As revealed in the 2010 series S.H.I.E.L.D.:
- Imhotep (ancient founder)
- Zhang Heng
- Leonardo da Vinci
- Galileo Galilei
- Isaac Newton

==Ultimate Marvel Universe S.H.I.E.L.D.==

===Executive directors and secretaries===
- General Thaddeus E. "Thunderbolt" Ross – Executive director until his attempted murder by John Wraith. Later became government liaison to the Baxter Building, and then the Fantastic Four.
- General Nick Fury – Executive director after Thunderbolt Ross' attempted murder. Was taken into custody by the Squadron Supreme of Earth-31916 for his role in the events of Ultimate Power, effectively removing him from the position.
- Carol Danvers – Executive director after Nick Fury's involvement in the events of Ultimate Power and subsequent capture. She is a liaison/girlfriend to the alien Captain Mahr Vehl.
- Monica Chang – Executive director after Marvin Flumm was fired by Steve Rogers.

===Notable agents===
- Bruce Banner – Banner works for S.H.I.E.L.D. gathering resources for the better of mankind. In exchange, he allows S.H.I.E.L.D to use the Hulk for their needs.
- Agent Sharon Carter – Dealt with illegal genetic mutations until the Ultimates were created.
- Jefferson Davis – Legally changed his name to Jefferson Morales.
- Corporal Thaddeus Aloysius Cadwallander "Dum Dum" Dugan – Commander of Mutant Ops Division.
- Sofia Mantega (Renascence) – S.H.I.E.L.D trainee
- Daimon Hellstrom – S.H.I.E.L.D. spy within the Defenders.
- Dr. Philip Lawson (Mahr Vehl) – Spy of the alien Kree race; defected.
- Xi'an Coy Manh – Assigned to government-sponsored mutant team to investigate anti-mutant conspiracy.
- Peter Parker (Spider-Man) – A temporary agent who was assigned to track down the Green Goblin.
- Kitty Pryde (Shadowcat) – A temporary agent who was assigned to track down the Green Goblin.
- Clay Quartermain – S.H.I.E.L.D. Special Ops.
- Betty Ross – Former girlfriend of Bruce Banner and head of Public Relations.
- The New Sentinels – Group of 60 agents with advanced body armor used to combat Magneto.
- Elijah Stern (Tinkerer) – Specialized-equipment maker and creator of the Spider-Slayers.
- Agent Wendell Vaughn – Head of security for Project Pegasus in Devil's Point, Wyoming.
- Dr. Jennifer Walters – Scientist in Super Soldier project.
- Sam Wilson (Falcon) – Discovered the alien Vision and worked with her to learn details of alien threat Gah Lak Tus.
- James "Jimmy" Woo – Partnered with Sharon Carter.

===Former agents===
- Blackie Drago (Vulture) – An assassin who became the "Vulture" with a powered flying suit.
- Hank Pym (Giant-Man) – Headed Super Soldier project after Bruce Banner's mental breakdown. He is also the superhero Giant-Man.
- Natasha Romanova (Black Widow) – Member of the Ultimates covert-ops division, then promoted to public team. After engagement to Tony Stark (Iron Man), Romanova temporarily leaves the team to join the Liberators.
- Colonel John Wraith – Head of the Weapon X program until killed by Nick Fury, but became Vindicator of Alpha Flight.
- The Ultimates – S.H.I.E.L.D.'s superhuman team that is the Ultimate Marvel version of the Avengers. Broke off after the Ultimates 2 in order to avoid being tied to politics.

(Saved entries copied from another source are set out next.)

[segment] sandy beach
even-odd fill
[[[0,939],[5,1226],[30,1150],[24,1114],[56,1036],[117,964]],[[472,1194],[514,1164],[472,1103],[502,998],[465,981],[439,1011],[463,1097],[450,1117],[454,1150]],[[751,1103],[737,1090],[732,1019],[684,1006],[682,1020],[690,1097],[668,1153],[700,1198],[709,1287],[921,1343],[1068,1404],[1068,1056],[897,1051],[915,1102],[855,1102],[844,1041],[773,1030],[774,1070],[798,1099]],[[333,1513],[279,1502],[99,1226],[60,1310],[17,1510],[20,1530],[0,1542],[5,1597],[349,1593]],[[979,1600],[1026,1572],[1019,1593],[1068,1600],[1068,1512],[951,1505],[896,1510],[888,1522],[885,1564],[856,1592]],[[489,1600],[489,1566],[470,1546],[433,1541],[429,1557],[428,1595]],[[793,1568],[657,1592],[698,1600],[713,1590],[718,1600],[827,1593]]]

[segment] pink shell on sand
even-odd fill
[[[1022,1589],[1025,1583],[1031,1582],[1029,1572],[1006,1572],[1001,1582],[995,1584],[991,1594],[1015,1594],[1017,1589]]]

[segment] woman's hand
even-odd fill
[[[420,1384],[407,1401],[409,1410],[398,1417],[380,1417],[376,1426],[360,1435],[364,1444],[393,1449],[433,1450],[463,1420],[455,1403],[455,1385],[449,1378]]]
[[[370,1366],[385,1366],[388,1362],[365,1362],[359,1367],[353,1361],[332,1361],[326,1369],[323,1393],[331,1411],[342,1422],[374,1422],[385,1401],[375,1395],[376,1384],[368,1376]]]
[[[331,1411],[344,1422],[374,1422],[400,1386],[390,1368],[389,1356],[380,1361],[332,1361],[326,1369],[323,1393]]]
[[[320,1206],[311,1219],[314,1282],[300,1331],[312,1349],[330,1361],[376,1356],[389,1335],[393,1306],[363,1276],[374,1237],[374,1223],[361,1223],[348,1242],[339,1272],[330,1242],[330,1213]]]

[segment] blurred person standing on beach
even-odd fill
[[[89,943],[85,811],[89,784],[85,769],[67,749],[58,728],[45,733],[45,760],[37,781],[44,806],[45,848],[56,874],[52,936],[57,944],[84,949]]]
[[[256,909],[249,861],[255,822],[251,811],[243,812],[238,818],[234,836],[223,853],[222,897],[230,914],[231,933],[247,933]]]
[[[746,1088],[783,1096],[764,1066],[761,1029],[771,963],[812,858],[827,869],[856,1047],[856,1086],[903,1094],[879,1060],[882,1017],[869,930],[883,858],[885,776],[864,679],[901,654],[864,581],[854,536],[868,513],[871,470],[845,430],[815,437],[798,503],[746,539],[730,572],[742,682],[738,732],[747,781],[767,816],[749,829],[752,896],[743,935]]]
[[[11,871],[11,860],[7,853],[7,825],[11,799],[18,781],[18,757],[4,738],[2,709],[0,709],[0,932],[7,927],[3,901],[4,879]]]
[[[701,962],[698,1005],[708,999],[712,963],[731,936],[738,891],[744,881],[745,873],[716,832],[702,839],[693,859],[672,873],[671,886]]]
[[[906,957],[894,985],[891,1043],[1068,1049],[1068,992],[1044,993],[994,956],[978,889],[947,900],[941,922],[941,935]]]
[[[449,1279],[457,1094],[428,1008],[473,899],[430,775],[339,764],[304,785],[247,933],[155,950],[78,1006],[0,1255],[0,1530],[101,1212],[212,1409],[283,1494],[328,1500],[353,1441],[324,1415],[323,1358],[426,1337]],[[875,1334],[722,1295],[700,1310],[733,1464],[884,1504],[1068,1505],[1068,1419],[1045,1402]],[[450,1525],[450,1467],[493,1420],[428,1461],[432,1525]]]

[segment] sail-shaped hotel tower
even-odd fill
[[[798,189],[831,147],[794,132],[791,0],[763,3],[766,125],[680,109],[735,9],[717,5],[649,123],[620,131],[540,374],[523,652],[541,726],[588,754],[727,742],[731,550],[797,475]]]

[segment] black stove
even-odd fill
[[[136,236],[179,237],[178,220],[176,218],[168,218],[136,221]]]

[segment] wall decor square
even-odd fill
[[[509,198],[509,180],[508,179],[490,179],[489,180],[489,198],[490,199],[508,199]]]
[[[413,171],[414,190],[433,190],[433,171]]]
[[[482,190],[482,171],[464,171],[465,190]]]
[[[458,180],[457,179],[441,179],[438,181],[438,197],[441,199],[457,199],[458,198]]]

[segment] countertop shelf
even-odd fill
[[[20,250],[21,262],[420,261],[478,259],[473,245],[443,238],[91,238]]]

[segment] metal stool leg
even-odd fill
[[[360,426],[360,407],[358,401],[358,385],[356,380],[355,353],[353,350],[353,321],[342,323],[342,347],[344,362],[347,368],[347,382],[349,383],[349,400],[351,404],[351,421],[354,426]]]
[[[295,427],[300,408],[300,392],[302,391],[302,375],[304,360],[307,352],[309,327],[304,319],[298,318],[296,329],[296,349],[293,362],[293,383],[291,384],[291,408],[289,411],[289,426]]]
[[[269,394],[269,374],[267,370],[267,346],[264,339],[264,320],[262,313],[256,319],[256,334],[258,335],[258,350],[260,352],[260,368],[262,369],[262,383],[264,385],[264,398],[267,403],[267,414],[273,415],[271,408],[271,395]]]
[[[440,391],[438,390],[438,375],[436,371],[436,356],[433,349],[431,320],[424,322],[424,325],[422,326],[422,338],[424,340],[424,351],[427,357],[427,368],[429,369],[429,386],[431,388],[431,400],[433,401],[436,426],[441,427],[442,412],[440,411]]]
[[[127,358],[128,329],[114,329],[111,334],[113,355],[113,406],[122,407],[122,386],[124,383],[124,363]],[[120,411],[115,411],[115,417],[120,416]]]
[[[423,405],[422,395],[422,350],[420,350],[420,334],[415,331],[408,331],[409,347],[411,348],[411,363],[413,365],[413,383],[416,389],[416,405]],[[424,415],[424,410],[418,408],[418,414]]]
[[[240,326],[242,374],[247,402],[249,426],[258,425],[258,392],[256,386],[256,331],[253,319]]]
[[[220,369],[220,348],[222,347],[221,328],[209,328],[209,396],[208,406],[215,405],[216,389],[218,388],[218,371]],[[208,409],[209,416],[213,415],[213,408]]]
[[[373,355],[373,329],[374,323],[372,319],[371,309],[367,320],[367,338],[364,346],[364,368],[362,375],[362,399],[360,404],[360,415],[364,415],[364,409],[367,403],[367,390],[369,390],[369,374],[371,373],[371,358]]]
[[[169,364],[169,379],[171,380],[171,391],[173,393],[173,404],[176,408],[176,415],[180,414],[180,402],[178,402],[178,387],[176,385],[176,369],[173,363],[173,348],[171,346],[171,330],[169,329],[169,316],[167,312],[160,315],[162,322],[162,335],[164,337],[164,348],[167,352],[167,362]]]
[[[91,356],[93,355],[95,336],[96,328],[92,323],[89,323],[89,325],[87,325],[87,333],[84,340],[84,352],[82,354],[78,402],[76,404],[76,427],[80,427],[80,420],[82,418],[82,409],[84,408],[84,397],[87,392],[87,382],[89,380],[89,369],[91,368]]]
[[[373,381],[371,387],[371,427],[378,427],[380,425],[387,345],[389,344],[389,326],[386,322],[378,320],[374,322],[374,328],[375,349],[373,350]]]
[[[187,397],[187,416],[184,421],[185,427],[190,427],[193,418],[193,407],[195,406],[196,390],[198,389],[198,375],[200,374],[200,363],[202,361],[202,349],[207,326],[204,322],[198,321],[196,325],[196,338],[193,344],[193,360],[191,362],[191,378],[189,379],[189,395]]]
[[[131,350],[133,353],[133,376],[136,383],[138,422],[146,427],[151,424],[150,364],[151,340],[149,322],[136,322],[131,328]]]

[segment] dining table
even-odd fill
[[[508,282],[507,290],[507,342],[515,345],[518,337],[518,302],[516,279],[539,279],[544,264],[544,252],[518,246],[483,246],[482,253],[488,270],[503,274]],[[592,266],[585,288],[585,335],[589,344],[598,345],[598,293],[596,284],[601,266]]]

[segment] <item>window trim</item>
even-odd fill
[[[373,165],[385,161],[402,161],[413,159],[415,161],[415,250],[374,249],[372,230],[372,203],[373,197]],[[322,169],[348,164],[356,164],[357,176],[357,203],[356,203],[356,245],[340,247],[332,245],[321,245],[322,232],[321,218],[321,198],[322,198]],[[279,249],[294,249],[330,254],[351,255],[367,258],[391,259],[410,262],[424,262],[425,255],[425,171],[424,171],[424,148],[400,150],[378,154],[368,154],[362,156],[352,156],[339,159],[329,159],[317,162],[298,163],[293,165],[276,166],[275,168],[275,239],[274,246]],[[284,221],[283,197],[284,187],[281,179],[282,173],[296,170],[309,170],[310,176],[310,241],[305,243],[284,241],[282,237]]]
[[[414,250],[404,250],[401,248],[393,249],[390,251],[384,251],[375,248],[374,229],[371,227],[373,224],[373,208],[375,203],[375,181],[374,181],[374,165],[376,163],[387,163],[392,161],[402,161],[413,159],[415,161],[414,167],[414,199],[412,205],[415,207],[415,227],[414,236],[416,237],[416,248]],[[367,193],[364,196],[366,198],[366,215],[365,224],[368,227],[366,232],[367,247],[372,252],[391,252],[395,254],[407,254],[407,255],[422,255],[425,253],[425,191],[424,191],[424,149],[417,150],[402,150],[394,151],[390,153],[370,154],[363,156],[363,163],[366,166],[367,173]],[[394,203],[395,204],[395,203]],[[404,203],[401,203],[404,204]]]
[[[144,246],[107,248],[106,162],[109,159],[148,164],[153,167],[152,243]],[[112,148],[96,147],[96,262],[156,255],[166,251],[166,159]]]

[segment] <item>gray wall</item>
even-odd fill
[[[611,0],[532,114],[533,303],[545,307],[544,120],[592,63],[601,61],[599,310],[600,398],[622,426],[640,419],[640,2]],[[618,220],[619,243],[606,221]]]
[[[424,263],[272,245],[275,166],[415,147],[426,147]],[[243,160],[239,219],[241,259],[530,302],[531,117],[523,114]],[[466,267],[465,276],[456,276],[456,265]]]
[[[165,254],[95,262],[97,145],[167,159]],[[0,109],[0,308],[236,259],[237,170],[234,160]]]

==Marvel Cinematic Universe S.H.I.E.L.D.==

In the Marvel Cinematic Universe, S.H.I.E.L.D. was founded by Strategic Scientific Reserve agent Peggy Carter, along with Chester Phillips and Howard Stark in the 1950s. It was later revealed in Captain America: The Winter Soldier, that S.H.I.E.L.D. was infiltrated by Hydra since its formation. When Hydra emerges in 2014, S.H.I.E.L.D. is labeled as a terrorist organization while most of its non-Hydra members leave S.H.I.E.L.D. to work the private sector or go off the grid. In the finale of the first season of the Agents of S.H.I.E.L.D., Nick Fury charges Phil Coulson with rebuilding the organization as the new director.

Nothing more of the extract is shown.